Second, the demands and expectations society places on protected areas are accelerating and growing in diversity, reflecting multiple public interests and mounting pressures for both economic utilitization and biodiversity protection. Increasingly, the services ecosystems provide are recognized by contemporary society and combined with population dynamics indicate not only diversifying demands, but increasing and conflicting ones as well.

Third, the vulnerability of human populations directly dependent on the services the natural capital protected in parks, wilderness and wild landscapes is increasing. These populations are often among some of the poorest on earth; changes in the amount, temporal and spatial distribution and kind of ecosystem services exposes them to a variety of risks. Vulnerable populations will require attention to help build their resiliency in the face of change and surprise.

Finally, the collision of these various trends, operating at varying scales and paces means that we face increased volatility, making the delivery of services and benefits provided by protected areas increasingly unpredictable, dynamic, and changing.

These trends and implications demand that the conventional approaches to planning of the past be replaced by strategies and frameworks more appropriate to a complex, uncertain and contentious world. Conventional approaches to planning assumed that the world is predictable, linear, understandable and stable. But current events indicate otherwise:

• Volcanic ash shuts down airports in Europe, leading to the cancellation of 100,00 flights, with enormous financial and economic consequences

• The U.S. stock market on May 6 drops nearly 1000 points in a few minutes for apparently no reason (the “flash crash), then nearly completely recovers minutes later

• A small hole in a pipe 5,000 feet below the surface of the ocean 50 miles from shore leads to the most devastating environmental disaster in U.S. history

• A bolt on a highway bridge fails. Leading to collapse of the structure and death to many

Protected areas are not immune to this situation:

• The U.S. Forest Service fire suppression policy for national forests, in effect for 75 years, leads to increased risk of catastrophic fires, in complete opposition to its intended effect

• The Convention on Biological Diversity, signed in 1992, has failed to prompt parties to the convention to achieve protection of biodiversity, goals agreed to by all state’s parties (Butchart and others 2010)
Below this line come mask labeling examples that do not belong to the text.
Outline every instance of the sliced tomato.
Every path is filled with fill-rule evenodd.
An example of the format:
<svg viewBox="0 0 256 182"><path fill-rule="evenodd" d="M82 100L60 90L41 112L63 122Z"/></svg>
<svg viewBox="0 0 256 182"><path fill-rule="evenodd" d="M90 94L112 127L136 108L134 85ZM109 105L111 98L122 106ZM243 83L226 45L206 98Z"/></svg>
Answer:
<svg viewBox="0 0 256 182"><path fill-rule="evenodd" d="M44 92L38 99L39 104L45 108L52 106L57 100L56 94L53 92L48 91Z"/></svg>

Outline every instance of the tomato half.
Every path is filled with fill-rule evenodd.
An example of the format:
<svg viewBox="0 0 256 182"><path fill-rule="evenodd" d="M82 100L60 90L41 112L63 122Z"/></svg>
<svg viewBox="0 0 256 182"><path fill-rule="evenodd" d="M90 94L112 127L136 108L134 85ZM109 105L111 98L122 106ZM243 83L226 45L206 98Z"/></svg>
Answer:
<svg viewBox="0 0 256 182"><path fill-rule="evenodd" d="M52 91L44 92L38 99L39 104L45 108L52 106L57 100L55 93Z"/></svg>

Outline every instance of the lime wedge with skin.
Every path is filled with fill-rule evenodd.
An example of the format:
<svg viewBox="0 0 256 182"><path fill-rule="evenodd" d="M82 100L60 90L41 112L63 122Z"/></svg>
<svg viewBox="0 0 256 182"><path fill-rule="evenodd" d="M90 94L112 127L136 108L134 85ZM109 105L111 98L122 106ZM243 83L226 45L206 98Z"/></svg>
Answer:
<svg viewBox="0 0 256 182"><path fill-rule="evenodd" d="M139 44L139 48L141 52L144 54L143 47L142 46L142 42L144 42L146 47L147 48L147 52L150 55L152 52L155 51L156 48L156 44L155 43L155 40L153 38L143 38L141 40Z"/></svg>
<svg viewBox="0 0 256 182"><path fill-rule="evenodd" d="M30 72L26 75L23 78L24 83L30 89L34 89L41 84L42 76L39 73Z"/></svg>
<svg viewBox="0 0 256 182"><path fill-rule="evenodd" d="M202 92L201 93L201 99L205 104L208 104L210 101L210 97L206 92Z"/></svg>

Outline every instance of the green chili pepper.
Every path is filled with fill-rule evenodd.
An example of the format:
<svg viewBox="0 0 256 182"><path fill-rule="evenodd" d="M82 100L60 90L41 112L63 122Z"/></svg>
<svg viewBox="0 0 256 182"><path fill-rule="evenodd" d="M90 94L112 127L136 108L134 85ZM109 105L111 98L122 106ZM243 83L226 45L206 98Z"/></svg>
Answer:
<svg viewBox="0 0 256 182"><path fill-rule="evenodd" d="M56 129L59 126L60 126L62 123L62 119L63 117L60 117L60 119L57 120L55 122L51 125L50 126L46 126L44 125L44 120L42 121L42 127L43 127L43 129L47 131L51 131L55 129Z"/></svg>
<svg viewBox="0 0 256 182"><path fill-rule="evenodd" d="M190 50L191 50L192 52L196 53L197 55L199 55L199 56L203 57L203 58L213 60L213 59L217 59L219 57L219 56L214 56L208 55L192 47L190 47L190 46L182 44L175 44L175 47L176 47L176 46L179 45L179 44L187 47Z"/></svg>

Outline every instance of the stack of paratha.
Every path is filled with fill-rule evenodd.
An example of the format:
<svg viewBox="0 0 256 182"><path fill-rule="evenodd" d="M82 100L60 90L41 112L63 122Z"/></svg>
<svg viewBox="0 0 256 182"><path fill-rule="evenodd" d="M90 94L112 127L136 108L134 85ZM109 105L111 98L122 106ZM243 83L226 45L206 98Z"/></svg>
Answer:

• Attempts to reduce impacts at backcountry campsites by closing them result in greater impacts.

• Limiting use to provide greater opportunities for solitude in wilderness, results in increased congestion and decreased visitor satisfaction in some areas.

All of these incidents, and many others, have been the subjects of many planning exercises, but in the words of Aaron Wildavsky, “Planning fails everywhere it is attempted” (1973). In many cases, the failures are not due to some operational defect, such as a lack of data, not enough information, an incorrect procedure, but rather to systemic or structural problems with the planning process itself. These problems have been detailed elsewhere by a variety of authors, but rise from fundamental views of planning as a predominantly scientific, technical exercise requiring the application of expertise.